Reprise de la guerre de classes

La saison de l’offensive d’automne de la guerre culturelle est revenue et prend, comme toujours, les démocrates au dépourvu, répandant panique et désespoir dans leurs rangs. Après avoir pris la mesure de la percée dans les sondages opérée par les républicains, les démocrates se lancent dans les mêmes contre-attaques timorées qui eurent si peu d’effets la dernière fois ; rédigeant des correctifs aux spots électoraux mensongers des républicains et se plaignant au surveillant quand la bande adverse porte des coups bas.

Mais ça ne marche pas.

Les choses iraient sans doute mieux pour les démocrates s’ils prenaient la guerre culturelle pour ce qu’elle est effectivement : une forme larvée de guerre de classes et un faux populisme qui voit l’Amérique « authentique » se dresser contre ceux qui souhaitent la diriger, cette bande de mangeurs de roquette [1] qui souhaitent « Bonnes vacances » au lieu de « Joyeux Noël ». Mais ce qu’on trouve au cœur de toute cette histoire, c’est un sentiment viscéral lié au conflit de classes : une récrimination ressentie comme légitime à l’encontre de dirigeants pédants et incapables. Tout cela est émotionnellement si séduisant qu’il m’arrive souvent de songer que j’aurais pu y souscrire moi-même.

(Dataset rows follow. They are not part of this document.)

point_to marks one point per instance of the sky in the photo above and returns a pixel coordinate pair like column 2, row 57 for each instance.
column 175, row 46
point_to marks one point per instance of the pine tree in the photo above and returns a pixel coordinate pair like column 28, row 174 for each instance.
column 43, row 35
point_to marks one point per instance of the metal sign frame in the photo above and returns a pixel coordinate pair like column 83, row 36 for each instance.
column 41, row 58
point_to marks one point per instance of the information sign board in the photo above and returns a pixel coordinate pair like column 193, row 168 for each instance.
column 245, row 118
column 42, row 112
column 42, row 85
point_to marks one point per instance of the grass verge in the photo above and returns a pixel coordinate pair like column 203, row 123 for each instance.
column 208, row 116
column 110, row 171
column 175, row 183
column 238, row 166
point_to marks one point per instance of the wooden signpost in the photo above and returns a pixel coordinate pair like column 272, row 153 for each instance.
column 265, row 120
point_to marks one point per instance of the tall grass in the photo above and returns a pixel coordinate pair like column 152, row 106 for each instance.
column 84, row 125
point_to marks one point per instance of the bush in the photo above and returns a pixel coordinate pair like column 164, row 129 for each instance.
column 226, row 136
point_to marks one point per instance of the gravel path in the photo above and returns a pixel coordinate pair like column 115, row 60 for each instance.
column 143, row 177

Depuis les années 1970, à quelques rares exceptions près, la réponse des démocrates à cette sempiternelle critique a été de la considérer comme à peine digne de mépris : ce qui ne fait que conforter le fantasme de persécution qui nourrit le mythe fondateur de la guerre culturelle. Prenez Sarah Palin, par exemple, la candidate républicaine à la vice-présidence et porte-drapeau de l’actuelle offensive d’automne. Comme tous les soldats de la guerre culturelle qui l’ont précédée, elle affirme avoir été méprisée et regardée de haut par les grands et les puissants qui compose l’élite libérale. Continuez de la regarder de haut et de la mépriser et vous offrez un merveilleux exemple de ce dont parle cette dame.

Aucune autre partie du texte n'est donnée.